Global states and saving

As you already know, a Godot game is composed of multiple scenes, but some global state needs to be maintained to link them.

In Escoria this state is very simple to avoid debugging problems and keep the game as lightweight and fluid as possible.

The global state

The global state consists of a few pieces of information about your game that are saved, stored on savegames, and kept in memory between scene changes. When you launch the game, this information doesn’t exist, and is gradually stored by the engine each time an item, a scene or an action creates it. So there is no specific file in your game for that type of data.

The main data that are saved are the global flags, the item states, and items active property.

Global flags

Global flags are true or false values (booleans) that can be used by the game script to drive the game logic. You can store them using the set_global function in Esc scripts. For example in our sample file we used globals to keep track of the item the user picked with:

set_global picked_item true

Item States

The state of an item is a string attached to the item, that describes its state, as explained in The Items chapter. States in the item can also be implemented as animations so an animation is played at the state change. For example, we used animations in our sample game on the panda god to save his neutral, happy or angry state. Those animation names considered as states could be set like:

 set_state bamboo_god angry

Item Active property

The Active property defines the item's visibility.
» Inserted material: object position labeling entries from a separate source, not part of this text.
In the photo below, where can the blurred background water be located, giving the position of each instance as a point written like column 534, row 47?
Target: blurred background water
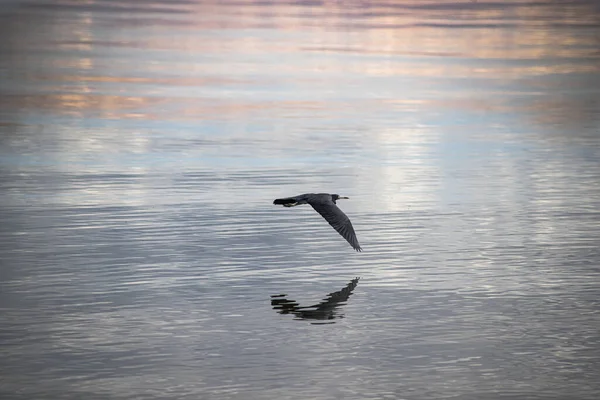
column 143, row 142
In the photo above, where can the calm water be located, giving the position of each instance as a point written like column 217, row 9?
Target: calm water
column 142, row 144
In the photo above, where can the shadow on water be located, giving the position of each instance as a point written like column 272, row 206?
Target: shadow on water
column 328, row 309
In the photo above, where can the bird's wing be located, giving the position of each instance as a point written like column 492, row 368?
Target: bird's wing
column 338, row 220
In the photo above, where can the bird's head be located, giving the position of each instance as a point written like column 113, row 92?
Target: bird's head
column 335, row 197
An inactive item is invisible and receives no input. You can also set this property in the Godot editor by changing the Active property in the Inspector. This way, you define the initial value for the item. If you want modify it during the script, you can use the set_active instruction. For example, when the player picks up an object, it is added to the inventory and made invisible on the seen with:

set_active bad_bamboo false

Savegame information

Other information stored in the savegame includes:

  • The player position (if there is a player)
  • The camera position and configuration if it was moved
  • Any scheduled event that is pending

As you can see, we don't have a global registry with all the objects and their positions, or where the player is, etc. Each scene is in charge of instancing its own player character, its own UI, etc. Of course, some trickery is used to avoid loading the player and UI resources every time at engine-level, but the game is unaware of those objects (see the Optimization chapter for more on this).

You can play your game and then use the F4 shortcut to ask Godot to save the game as soon as possible. The informations will be stored in the quick_save.esc file which is either in the device folder of Escoria, or in your personal data folder with the name of the game if the game has a name, for example /home/user/.godot/app_userdata/Escoria in Daïza under Linux.
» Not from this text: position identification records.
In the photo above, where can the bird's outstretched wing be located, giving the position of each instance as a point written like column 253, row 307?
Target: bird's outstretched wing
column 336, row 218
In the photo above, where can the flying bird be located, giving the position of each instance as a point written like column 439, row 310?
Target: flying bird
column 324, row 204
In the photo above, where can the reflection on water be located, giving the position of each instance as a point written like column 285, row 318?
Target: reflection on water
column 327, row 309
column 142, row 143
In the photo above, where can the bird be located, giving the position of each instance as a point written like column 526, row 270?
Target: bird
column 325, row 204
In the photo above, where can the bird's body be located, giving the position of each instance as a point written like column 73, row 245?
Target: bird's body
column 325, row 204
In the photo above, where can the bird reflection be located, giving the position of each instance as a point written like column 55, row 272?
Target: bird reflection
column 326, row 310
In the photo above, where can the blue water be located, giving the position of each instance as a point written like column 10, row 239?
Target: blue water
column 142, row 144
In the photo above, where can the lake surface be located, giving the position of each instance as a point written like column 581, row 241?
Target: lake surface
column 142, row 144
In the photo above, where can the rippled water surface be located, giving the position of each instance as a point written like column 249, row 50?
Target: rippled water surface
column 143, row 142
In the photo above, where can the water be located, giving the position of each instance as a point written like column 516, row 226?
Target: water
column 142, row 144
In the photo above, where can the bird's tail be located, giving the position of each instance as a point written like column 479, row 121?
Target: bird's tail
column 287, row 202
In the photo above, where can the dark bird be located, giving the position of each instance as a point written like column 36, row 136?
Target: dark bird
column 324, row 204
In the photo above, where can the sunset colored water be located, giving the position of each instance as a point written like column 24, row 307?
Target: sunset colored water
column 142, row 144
Refreshing the contents of the autosave file on a text editor while playing will allow you to debug the game’s global state data.

Global state versus Engine configuration

The global state should not be confused with the engine configuration you access with the Scene > Project Settings menu or by editing the engine.cfg file in the device folder of Escoria. In this menu or file you will define parameters of the Godot engine so it will launch the game accordingly, but you will not define game data. We will speak about the engine’s configuration in the last section of this book, Export your Game.